A veiled expression appeared on the admiral’s face. Obviously choosing his words with care, he said, “Any military operation planned by the army would now of necessity be shelved—in view of this.”
“Why?” Goring said, still not following. “What military undertaking is planned?” He thought at once of the space program, the colonization of Venus and Mars. So far, the Wehrmacht had stayed aloof; emigration had been handled solely by the SS. He wondered if at last the army intended to participate. Certainly it would help; so far the SS had signally failed to round up sufficient numbers of genetically adequate human specimens.

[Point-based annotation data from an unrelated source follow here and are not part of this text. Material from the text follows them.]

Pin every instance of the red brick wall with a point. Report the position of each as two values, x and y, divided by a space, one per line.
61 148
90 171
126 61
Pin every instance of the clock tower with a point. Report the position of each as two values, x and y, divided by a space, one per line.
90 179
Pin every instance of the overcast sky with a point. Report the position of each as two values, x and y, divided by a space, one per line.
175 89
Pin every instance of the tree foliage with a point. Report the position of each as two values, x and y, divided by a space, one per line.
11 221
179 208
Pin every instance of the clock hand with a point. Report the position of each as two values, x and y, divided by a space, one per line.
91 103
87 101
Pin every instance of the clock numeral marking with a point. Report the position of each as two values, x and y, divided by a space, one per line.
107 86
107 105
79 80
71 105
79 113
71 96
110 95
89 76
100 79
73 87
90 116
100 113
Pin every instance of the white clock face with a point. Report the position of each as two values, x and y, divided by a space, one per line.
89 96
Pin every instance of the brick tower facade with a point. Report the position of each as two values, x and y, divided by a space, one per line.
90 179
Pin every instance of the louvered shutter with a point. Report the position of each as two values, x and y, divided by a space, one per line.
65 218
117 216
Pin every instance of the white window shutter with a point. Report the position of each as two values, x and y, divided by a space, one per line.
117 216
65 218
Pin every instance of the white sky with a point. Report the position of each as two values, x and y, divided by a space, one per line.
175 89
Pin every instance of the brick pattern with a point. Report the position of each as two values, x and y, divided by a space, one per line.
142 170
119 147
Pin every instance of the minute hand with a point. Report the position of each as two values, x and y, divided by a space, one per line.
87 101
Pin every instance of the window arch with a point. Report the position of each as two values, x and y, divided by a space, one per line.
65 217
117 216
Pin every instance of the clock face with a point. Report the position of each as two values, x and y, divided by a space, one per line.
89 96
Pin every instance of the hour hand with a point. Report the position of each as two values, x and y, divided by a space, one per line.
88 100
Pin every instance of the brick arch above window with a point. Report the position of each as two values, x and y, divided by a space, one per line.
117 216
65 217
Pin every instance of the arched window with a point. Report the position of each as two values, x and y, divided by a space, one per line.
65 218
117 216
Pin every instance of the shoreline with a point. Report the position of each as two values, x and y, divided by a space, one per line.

Canaris, however, switched to another area of the topic; slippery and deft, he eluded even a direct question. “A point-by-point comparison between Abendsen’s imaginary alternate world and the Nebenwelt should be developed. I would like to know exactly how they compare and differ.” He gestured. “It may be what the Japanese call synchronicity, a meaningless coincidence. Or rather what our own physicist Wolfgang Pauli calls synchronicity; I forget that the acausal connective concept is of German origin.” He scowled. “It is their use of that damn oracle that confuses me, that I Ching they employ in the making of every decision. Fortunately the party has rejected it as degenerate oriental mysticism.”